Wenn Fawkes Absicht in V for Vendetta wiederaufgegriffen wird, dann auf Grund gewandelter Motive: Ein Attentatsversuch, der einst scheiterte und danach obsolet schien, wird wiederholt, weil veränderte Umstände zur Wiederholung nötigen. Wie sehr die Umstände sich geändert haben, machen Lloyd&Moore nur allzu plastisch: das imaginierte, faschistische Regime betet zu einer Künstlichen Intelligenz namens “Faith”, deren Ziehvater ein pädophiler katholischer Bischof ist. So wird dem Gunpowder Plot, einst motiviert durch das Streben nach katholischem Einfluß in England, in der entworfenen Zukunft rückwirkend Erfolg beschieden.

V for Vendetta erzählt also keine Wiederholung der Geschichte als gleicher, sondern als verkehrter. Statt des Stolzes auf den Status quo macht die Machtergreifung religiöser Faschisten feiernswert nicht den Mangel der Gründe für die Revolution, sondern diese: Als Gewaltakt, der sich einem vorangegangenen entgegensetzt. Adorno schrieb “Philosophie, die einmal überholt schien, erhält sich am Leben, weil der Augenblick ihrer Verwirklichung versäumt ward.” und meinte damit den Marxismus.Adorno: Negative Dialektik (Frankfurt a.M. 1970) S.13 Hier ist es die Praxis, die einmal überholt schien, aber wiederholt wird, weil der Grund ihrer Unterlassung verschwand.

Was Adorno zu explizieren unterließ, ist, wem die Philosophie, die zum Lebenserhalt doch ihrer Anhänger bedarf, dieses Leben konkret verdanke. Die Antwort auf diese Frage gab er performativ im Schreiben der Negativen Dialektik und leicht wäre ihm auch der Verweis auf seine Gegenwart gefallen: eine Philosophie, die sich als Produkt der herrschenden Gesellschafts- und Produktionsverhältnisse versteht, wird nur mit diesen untergehen. Moore&Loyd fanden in Thatchers Britannien ebenso leicht einen Grund wie die Wachowskis 2005 in dem Blairs, um die Handlungen Vs zu motivieren und von einer Umwälzung der bestehenden Verhältnisse zu träumen. Was aber damals wie heute stört, ist die Verzerrung der beschworenen Verhältnisse, ein Zuviel an künstlicher Fratze, dem zu wenig an klärender Verzerrung tatsächlich waltender Verhältnisse entspricht.

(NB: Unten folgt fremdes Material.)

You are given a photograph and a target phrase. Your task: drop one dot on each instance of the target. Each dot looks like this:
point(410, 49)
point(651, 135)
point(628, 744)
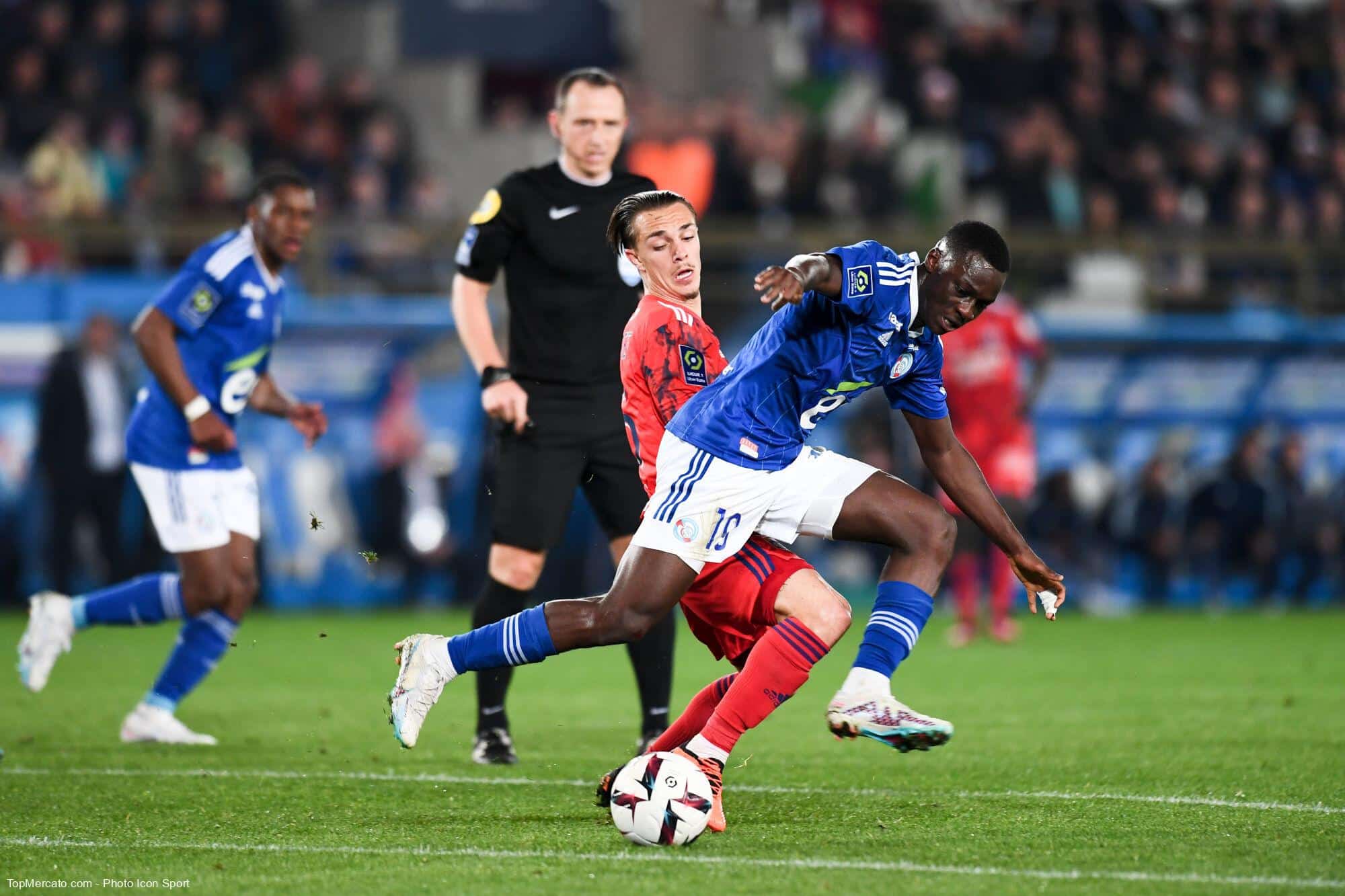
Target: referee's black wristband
point(493, 376)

Die erzählte Machtergreifung der Faschisten etwa verlangte in den 80ern nicht weniger eine gehörige Portion der suspension of diesbelief als in den 00er Jahren. Auch heute noch ist sie unplausibel, daran ändert auch die Pandemie nichts: Als hätte Biontech SARS-CoV2 in die Welt gebracht, um von der Goldgrube in Mainz in die Willy-Brandt-Straße 1 zu ziehen – als gäbe es keine angenehmeren Wohnorte! Selbst die herrschende Ausgangssperre, mit der der Film einsetzt, wird brutal erst durch die Willkür der Fingermen, für die eine zusätzliche Einschränkung der Grundrechte wiederum gar nicht notwendig gewesen wäre.

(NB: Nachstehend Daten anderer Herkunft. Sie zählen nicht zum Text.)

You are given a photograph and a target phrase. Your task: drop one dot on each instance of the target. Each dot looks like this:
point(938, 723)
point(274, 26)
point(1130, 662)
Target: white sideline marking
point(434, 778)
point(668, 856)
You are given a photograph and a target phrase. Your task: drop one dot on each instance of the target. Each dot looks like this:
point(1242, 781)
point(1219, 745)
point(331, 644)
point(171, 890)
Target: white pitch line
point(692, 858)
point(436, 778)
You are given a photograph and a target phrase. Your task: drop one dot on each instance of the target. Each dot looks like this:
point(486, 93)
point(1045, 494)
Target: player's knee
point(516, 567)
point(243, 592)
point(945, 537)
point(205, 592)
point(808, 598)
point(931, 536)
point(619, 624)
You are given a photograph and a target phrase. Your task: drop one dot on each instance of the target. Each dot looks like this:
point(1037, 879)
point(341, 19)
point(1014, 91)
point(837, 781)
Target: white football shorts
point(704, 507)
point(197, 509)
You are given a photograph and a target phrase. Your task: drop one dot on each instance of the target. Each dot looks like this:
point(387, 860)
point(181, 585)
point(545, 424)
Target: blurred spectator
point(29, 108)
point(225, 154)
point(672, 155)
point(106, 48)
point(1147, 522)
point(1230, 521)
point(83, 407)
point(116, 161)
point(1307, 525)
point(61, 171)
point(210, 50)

Wer in V for Vendetta also einen betrachtenswerten Film sehen mag, muss etwas mehr als ein Auge zudrücken. Eines: weil die Ästhetik des Films keinerlei Überraschungen bietet, die Schnitte fast durchgehend platt sind, die Bildsprache bekannt ist und das durch die Musik beschworene Pathos unbewegt lässt. Ein weiteres, weil auch die Handlung nicht aufregt und der gezeichnete Faschismus etwas zu plastisch und deshalb zu fern wirkt, um als Gegenwartsdiagnose oder Zukunftsentwurf zu treffen. Daran krankt aber bereits der Comic, der Film ist der Vorlage hierin zu treu.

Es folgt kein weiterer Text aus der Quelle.